Emergency Provider's Ability to Stratify Risk of Renal Calculi Prior to CT Scan Confirmation
Jasmine Pierre, M.D., Nicole Nadel, D.O.
Objective: The study purpose was to determine how well emergency medicine providers are able to predict the likelihood of renal calculi based on clinical presentation and urinalysis prior to confirmation by unenhanced computed tomography (CT) scan.
Methods: We enrolled a consecutive cohort of adults presenting to the ED of an urban teaching hospital whose clinical presentation was suspicious enough for renal colic to warrant confirmation by CT imaging during a two month period. Patients were enrolled when an order for CT without contrast was placed to rule out renal calculi, at which time the EM provider (attending, resident, or physician assistant) also predicted the probability of the presumed diagnosis. The provider’s predications were stratified into 5 risk categories (0-20%, 20-40%, 40-60%, 60-80%, 80-100%).

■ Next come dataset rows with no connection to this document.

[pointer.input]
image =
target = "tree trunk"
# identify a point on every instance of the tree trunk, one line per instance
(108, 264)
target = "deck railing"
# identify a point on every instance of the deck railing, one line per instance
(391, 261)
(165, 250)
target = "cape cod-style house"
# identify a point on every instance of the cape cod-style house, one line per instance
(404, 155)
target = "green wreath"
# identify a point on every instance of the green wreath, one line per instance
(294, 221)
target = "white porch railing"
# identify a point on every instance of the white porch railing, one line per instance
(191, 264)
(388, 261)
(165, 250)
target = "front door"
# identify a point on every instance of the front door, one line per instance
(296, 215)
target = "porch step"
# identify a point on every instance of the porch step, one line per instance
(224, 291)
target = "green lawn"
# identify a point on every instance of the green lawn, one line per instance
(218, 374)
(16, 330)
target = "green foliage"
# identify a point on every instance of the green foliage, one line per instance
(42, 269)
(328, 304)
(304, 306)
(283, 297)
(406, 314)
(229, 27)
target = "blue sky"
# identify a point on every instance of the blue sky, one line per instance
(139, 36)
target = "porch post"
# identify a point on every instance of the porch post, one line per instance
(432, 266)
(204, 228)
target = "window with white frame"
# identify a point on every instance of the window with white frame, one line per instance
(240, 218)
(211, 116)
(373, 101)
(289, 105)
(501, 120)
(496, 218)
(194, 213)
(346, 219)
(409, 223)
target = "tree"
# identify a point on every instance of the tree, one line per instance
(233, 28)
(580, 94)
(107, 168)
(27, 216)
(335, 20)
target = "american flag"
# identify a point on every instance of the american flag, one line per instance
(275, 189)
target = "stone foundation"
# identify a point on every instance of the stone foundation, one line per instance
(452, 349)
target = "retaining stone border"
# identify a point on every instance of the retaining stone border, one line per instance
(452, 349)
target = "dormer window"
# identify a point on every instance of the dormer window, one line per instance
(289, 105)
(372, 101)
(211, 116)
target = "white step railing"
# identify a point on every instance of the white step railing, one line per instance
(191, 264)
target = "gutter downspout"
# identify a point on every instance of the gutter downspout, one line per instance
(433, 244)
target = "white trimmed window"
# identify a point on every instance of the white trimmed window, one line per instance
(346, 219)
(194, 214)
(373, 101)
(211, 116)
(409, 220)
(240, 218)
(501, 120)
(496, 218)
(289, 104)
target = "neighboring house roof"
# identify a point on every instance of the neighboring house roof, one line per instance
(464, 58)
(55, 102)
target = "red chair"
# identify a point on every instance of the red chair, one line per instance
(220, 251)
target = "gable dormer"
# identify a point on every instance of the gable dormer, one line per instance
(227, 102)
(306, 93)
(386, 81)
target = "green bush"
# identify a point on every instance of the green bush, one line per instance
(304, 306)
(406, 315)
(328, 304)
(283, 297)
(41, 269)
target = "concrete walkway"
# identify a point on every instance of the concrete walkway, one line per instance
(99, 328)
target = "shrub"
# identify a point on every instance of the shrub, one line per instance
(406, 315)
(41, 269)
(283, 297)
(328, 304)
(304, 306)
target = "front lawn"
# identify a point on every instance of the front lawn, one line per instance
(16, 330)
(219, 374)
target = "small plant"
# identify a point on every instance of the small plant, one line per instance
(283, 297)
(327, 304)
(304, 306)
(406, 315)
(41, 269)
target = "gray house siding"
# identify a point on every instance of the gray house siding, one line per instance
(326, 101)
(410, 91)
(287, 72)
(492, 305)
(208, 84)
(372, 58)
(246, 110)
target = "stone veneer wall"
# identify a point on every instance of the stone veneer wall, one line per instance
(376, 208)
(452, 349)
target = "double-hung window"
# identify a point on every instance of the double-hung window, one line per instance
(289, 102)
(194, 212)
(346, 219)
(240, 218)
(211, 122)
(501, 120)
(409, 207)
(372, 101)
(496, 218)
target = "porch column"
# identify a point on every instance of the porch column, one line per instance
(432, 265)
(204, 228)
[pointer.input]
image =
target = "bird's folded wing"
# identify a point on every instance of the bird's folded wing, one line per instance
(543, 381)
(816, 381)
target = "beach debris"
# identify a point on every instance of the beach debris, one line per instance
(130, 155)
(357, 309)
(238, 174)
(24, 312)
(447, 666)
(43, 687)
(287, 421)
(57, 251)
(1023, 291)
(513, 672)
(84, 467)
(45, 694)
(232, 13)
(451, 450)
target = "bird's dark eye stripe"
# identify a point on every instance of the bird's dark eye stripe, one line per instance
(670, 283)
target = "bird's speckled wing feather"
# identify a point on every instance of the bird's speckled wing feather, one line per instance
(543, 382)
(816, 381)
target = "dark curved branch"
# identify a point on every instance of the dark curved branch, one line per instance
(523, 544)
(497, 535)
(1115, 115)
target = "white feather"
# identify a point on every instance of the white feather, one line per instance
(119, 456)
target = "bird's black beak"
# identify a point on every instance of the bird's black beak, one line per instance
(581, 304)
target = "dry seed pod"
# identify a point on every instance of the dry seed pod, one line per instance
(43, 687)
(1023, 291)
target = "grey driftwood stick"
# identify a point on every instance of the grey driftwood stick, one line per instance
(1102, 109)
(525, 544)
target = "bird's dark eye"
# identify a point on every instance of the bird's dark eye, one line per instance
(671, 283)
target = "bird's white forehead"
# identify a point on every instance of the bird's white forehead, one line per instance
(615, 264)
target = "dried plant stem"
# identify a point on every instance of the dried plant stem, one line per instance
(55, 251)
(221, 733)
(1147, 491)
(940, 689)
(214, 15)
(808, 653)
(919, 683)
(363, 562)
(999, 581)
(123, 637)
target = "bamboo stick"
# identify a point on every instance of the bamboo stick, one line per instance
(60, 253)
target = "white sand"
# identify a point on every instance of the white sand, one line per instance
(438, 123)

Results: 148 adult patients were enrolled during the study period. 58 (40%) patients were not found to have CT confirmed renal calculi. 78 (53%) patients were found to have radiographic evidence of a stone. 11 (7%) patients were found to have CT evidence of renal calculi, without the actual presence of a stone, and were excluded from the study. 1 patient was found to have an alternative diagnosis of diverticulitis and was excluded. When EM providers predicted there was 0-20% chance o f a renal calculi, our study showed that 20% (2/10) had a definite stone. When a 20-40% chance was predicted, 36% (5/14) patients had a definite stone. When a 40-60% chance was predicted, 34% (11/32) patients had a definite stone. When a 60-80% chance was predicted, 69% (29/42) patients had a definite stone. When a 80-100% chance was predicted, 82% (31/38) patients had a definite stone.
Conclusion: Emergency providers ordering CT imaging on patients with suspected renal calculi are able to accurately predict the likelihood of the diagnosis.